Hero Go Again:
‘The Legend of Zelda: Breath of the Wild‘ wasn’t shy about how difficult it was. It reintroduced a punishing difficulty curve to a series that hadn’t asked too much of its players since the halycon days of the Super Nintendo – and longtime fans ate it up. Indeed, Breath of the Wild’s unwillingness to hold your hand quickly became one of the titles most praised elements. In my own original review I called it a ‘bloody hard game’, stating ‘I haven’t been this intimidated by trash mobs since Zelda II on the NES, and I’m loving every second of it.’
Nintendo has listened to its more masochistic fans, and seemingly crafted a pack of downloadable content tailored to us nutters.
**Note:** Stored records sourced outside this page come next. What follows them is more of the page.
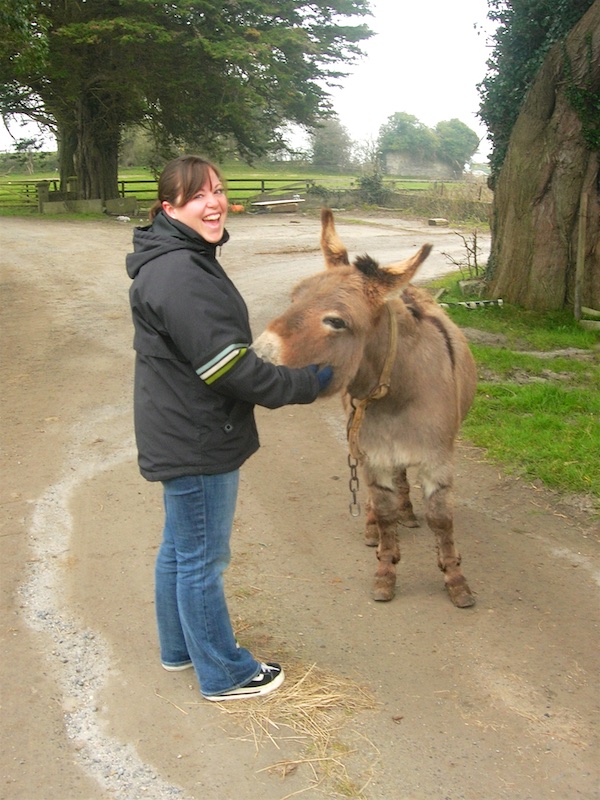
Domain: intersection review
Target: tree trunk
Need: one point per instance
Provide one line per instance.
(97, 156)
(67, 146)
(548, 167)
Aptly named ‘the Master Trials’, this first piece of a two part season pass introduces plenty of new challenges to sink our teeth into, whilst also bundling in some snazzy new costumes and helpful quality of life improvements. The following content drop, releasing later this year, is to be a more traditional, story based offering, but to get your hands on either you’ll have to grab the pass, which is going to be a frustrating expenditure for players who don’t care about increased challenge and simply want some more core content. Still, it’s a modestly priced season pass by contemporary standards and really, if you love BOTW you likely fell in love with its gleefully challenging gameplay, so I can’t see it alienating too many players.
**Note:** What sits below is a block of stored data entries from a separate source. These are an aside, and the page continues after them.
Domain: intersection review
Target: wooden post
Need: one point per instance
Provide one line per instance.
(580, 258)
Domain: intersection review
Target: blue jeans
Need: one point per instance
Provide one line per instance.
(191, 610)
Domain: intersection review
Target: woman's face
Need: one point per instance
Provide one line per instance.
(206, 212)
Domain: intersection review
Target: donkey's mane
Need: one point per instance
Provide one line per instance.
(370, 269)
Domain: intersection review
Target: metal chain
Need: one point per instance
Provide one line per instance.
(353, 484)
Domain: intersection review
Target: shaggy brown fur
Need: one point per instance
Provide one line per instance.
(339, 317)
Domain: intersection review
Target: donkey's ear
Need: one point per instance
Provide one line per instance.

The ‘Trials’ portion of the DLC is probably where most players are going to get their moneys worth here: it’s a gauntlet of 45 arena battles that get significantly harder as you progress. These self-contained thunderdomes pit you against carefully crafted enemy encounters – early stages are bokoblin camps of increasing complexity, verticality and challenge, whilst later stages have you squaring off against foes whilst navigating environmental hazards, treacherous platforming and giant, run-killing bosses. Getting through enough of them will earn you a checkpoint and a boost in power to the Master Sword – and anyone who consistently returns to the only permanent weapon in the game will know how useful that boon is – whilst failing before victory will send you back to the start.
It’s a genuinely punishing set of waves that doesn’t pull its punches: much like the Eventide Isle quest in the main game, the trials strip you of your gear and leave with only your skivvies and whatever hearts you entered the ring with. You’ll have to scavenge weapons, arrows and foodstuffs to last the ten or so rounds before a boss and a checkpoint, and it’s a brutal and desperate hunt for anything of use. Low level clubs I would pass up in Hyrule-proper became invaluable treasures I saved for tougher enemies, physics-based attacks I usually never bothered with became my bread and butter and I hoarded every apple and acorn I could lay my grubby little mitts on for their minimal – but life-saving – healing properties.
Considering it’s the meat and bones of the Master Trials, the trials themselves thankfully prove to be an engaging and daunting task for even the mose experienced of Hylians. I loved working my way through them and was constantly surprised and entertained by Nintendo’s unique set-ups for every stage. I am not, however, looking forward to playing them again on the game’s new ‘Master Mode’.
Master Mode is brutal. Giving you a fresh save file and kicking you back to the very beginning of the game, Breath of the Wild asks you to once more save Hyrule from Calamity Ganon, only this time with a significant bump in difficulty. Every enemy that populates Hyrule is a colour-grade (and thus, a difficulty-grade) higher than their normal mode counterparts, there’s a new gold tier of enemy difficulty (as if Silver Lynels weren’t ridiculous enough) and even new, floating enemy types. I’ll let that sink in, and then let you find out exactly what I mean for yourself – it’s a trip.